Question

Factorise the following:

5(a – 2b)³ + 15(a – 2b)² – 25(a – 2b)

Answer 1

Given expression: 5(a – 2b)³ + 15(a – 2b)² – 25(a – 2b)

Step-wise calculation:

1. Identify the common factor in all terms.

Here, each term contains a factor of 5(a – 2b).

2. Factor 5(a – 2b) out:

5(a – 2b)³ + 15(a – 2b)² – 25(a – 2b)

= 5(a – 2b) [(a – 2b)² + 3(a – 2b) – 5]

3. Let x = (a – 2b), then the expression inside the bracket becomes x² + 3x – 5

4. Try to factorise x² + 3x – 5:

The quadratic does not factor neatly over integers, so this is the simplified factorisation.

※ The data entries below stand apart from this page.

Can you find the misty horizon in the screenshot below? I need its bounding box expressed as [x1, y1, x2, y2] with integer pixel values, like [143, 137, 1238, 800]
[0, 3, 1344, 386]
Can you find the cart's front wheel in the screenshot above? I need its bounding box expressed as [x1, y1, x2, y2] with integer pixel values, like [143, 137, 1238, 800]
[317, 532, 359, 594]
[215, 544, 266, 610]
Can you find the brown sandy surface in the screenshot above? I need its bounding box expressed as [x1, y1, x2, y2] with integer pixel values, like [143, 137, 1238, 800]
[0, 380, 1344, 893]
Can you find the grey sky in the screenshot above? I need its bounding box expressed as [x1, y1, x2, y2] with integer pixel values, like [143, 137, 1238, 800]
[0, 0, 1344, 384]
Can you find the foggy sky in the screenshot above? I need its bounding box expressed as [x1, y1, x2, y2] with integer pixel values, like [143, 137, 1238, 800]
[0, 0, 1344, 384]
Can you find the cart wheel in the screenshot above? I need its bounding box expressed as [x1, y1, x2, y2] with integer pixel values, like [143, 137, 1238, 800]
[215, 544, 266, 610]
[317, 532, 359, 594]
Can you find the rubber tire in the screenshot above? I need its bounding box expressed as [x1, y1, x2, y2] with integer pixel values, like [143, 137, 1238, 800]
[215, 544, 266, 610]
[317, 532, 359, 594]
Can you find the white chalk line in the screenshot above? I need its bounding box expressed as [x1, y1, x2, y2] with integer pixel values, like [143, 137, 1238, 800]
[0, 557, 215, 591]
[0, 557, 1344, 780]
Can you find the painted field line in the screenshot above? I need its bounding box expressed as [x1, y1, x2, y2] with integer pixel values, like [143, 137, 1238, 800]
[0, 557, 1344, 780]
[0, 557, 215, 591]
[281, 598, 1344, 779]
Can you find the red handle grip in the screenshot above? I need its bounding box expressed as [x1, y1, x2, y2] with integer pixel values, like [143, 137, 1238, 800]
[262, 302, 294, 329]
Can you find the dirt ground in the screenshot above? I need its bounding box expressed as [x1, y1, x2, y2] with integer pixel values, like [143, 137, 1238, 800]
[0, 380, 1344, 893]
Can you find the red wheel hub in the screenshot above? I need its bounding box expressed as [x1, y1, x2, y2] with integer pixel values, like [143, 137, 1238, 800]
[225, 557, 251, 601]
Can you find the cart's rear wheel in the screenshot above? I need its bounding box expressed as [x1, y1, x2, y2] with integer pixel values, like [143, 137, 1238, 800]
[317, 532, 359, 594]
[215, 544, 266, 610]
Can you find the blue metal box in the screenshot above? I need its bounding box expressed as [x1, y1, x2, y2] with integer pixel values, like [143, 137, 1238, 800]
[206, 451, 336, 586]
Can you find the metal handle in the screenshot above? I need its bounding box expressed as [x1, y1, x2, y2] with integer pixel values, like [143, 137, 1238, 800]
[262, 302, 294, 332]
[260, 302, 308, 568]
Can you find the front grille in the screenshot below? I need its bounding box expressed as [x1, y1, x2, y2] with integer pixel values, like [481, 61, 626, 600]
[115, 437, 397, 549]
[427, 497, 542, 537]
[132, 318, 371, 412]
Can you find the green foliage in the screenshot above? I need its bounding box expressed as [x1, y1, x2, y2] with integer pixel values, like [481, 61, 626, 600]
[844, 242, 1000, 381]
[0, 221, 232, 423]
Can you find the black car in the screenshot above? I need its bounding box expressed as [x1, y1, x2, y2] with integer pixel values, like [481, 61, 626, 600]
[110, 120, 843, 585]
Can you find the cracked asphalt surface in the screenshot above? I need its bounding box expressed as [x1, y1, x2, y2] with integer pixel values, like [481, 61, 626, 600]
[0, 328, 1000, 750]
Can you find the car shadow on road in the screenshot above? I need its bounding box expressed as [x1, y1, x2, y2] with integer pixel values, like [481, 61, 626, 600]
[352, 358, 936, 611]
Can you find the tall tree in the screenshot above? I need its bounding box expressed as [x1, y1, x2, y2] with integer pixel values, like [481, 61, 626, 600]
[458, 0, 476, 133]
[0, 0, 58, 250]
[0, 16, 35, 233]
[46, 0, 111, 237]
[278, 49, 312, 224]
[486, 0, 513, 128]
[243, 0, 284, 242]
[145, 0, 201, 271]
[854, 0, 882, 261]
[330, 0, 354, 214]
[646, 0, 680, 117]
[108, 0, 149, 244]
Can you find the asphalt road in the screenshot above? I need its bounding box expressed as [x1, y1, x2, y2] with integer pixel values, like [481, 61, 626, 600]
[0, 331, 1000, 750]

5(a – 2b)³ + 15(a – 2b)² – 25(a – 2b)

= 5(a – 2b) [(a – 2b)² + 3(a – 2b) – 5]

This is the fully factorised form by taking out the common factor.

Alternatively, from the source, the answer given is:

5(a – 2b) (a² – 4ab + 4b² + 3a – 6b – 5)

Which matches the expanded form of (a – 2b)² + 3(a – 2b) – 5.

Hence, 5(a – 2b) (a² – 4ab + 4b² + 3a – 6b – 5).